Certo dia, uma menina se aproximou da avó e carinhosamente perguntou:

– Vó, por que as pessoas sofrem?

Ela, sem entender direito, como que pedindo uma confirmação do que acabara de ouvir, retrucou:

– Como é que é?

– Por que as “pessoas grandes” vivem bravas, irritadas, sempre preocupadas com alguma coisa?

– Bem, minha filha, muitas vezes porque elas foram ensinadas a viver assim.

Ambas permanecerem em um desconcertante silêncio, até que a garotinha começou:

– Vó…

– Oi…

– Como é que as pessoas podem ser ensinadas a viver mal? Não consigo entender.

– É que elas não percebem que foram ensinadas a ser infelizes, e não conseguem mudar o que as torna assim. Você não está entendendo, não é, meu amor?

– Não, Vovó.

– Você lembra da historinha do Patinho Feio?

– Lembro.

– Então, o Patinho se considerava feio porque era diferente de todo mundo. Isso o deixava muito infeliz e perturbado, tão infeliz que um dia ele resolveu ir embora viver sozinho. Só que o lago que ele procurou para nadar tinha congelado, e estava muito frio. Quando ele olhou para seu reflexo no lago, percebeu que ele era, na verdade, um maravilhoso cisne.
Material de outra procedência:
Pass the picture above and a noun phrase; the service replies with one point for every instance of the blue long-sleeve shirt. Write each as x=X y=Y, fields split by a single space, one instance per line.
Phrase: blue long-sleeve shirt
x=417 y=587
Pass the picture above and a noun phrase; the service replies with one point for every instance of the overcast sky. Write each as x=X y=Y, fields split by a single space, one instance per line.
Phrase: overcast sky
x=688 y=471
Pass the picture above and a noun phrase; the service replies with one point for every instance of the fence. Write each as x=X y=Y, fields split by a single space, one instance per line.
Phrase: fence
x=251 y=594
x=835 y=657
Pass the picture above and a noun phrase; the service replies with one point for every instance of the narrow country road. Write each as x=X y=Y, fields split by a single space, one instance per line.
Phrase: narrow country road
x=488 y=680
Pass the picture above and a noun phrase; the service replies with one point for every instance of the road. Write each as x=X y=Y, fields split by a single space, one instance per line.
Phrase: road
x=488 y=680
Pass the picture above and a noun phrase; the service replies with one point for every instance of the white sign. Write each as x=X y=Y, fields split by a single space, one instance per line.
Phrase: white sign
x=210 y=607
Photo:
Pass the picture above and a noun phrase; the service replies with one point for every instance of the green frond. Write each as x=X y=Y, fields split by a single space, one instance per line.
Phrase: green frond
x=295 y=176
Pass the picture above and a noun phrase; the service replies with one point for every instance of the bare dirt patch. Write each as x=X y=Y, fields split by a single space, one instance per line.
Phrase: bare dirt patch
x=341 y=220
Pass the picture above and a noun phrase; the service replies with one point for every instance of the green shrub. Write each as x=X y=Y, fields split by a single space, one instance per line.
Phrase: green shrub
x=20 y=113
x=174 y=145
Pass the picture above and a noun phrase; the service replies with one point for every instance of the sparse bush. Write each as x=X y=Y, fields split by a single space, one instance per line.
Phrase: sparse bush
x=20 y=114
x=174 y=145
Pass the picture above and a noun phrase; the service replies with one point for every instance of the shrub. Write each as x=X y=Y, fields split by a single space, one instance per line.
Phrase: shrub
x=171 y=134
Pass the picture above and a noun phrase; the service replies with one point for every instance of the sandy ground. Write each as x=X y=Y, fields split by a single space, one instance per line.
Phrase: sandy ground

E assim se juntou aos seus iguais e viveu feliz para sempre.

Ela permaneceu em silêncio enquanto pensava, e questionou:

– O que isso tem a ver com a tristeza das pessoas?

– Bem, quando nascemos, somos separados de nossa “natureza-cisne”. Ficamos como patinhos, tentando caber no que os outros dizem que está certo. Então passamos muito tempo tentando virar patos.

– É por isso que as pessoas grandes estão sempre irritadas?

– Isso! Viu como você é esperta?

– Então é só a gente perceber que somos cisnes que tudo dá certo?

A avó engasgou, não sabia como dar continuidade ao sábio diálogo…

– O que foi, vovó?

– Na verdade, minha filha, encontrar o nosso verdadeiro espelho não é tão fácil assim. Você lembra o que o patinho precisava fazer para se enxergar?

– O que?

– Ele primeiro precisava parar de tentar ser um pato. Isso significa parar de tentar ser quem a gente não é. Depois, ele aceitou ficar um tempo sozinho para se encontrar.

– Por isso ele passou muito frio, não é, vovó?

– Passou frio e ficou sozinho no inverno.

– Por isso que o papai anda tão sozinho e bravo?

– Como é, minha filha?

– Meu pai está sempre bravo, sempre quieto com a música e a televisão dele. Outro dia ele estava chorando no banheiro…

A sábia avó emudeceu durante algum tempo. Pensou consiga mesma que havia algo de errado com as crianças de hoje, sempre querendo saber mais…

– Vó, o papai é um cisne que pensa que é um pato?

– Todos nós somos, querida.

– Ele vai descobrir quem ele é, de verdade?

– Vai, minha filha, vai. Mas, quando estamos no inverno, não podemos desistir, nem esperar que o espelho venha até nós. Temos que procurar ajuda até encontrarmos.

– E aí viramos cisnes?

– Nós já somos cisnes. Apenas deixamos que o cisne venha para fora, e tenha espaço para viver.

A menina deu um pulo da cadeira, com uma expressão serena na face, como se houvesse encontrado a solução para todos os problemas que conhecia.

– Aonde você vai? – a avó perguntou, ainda assustada com a rápida reação da neta.

– Vou contar para o papai, o cisne bonito que ele é.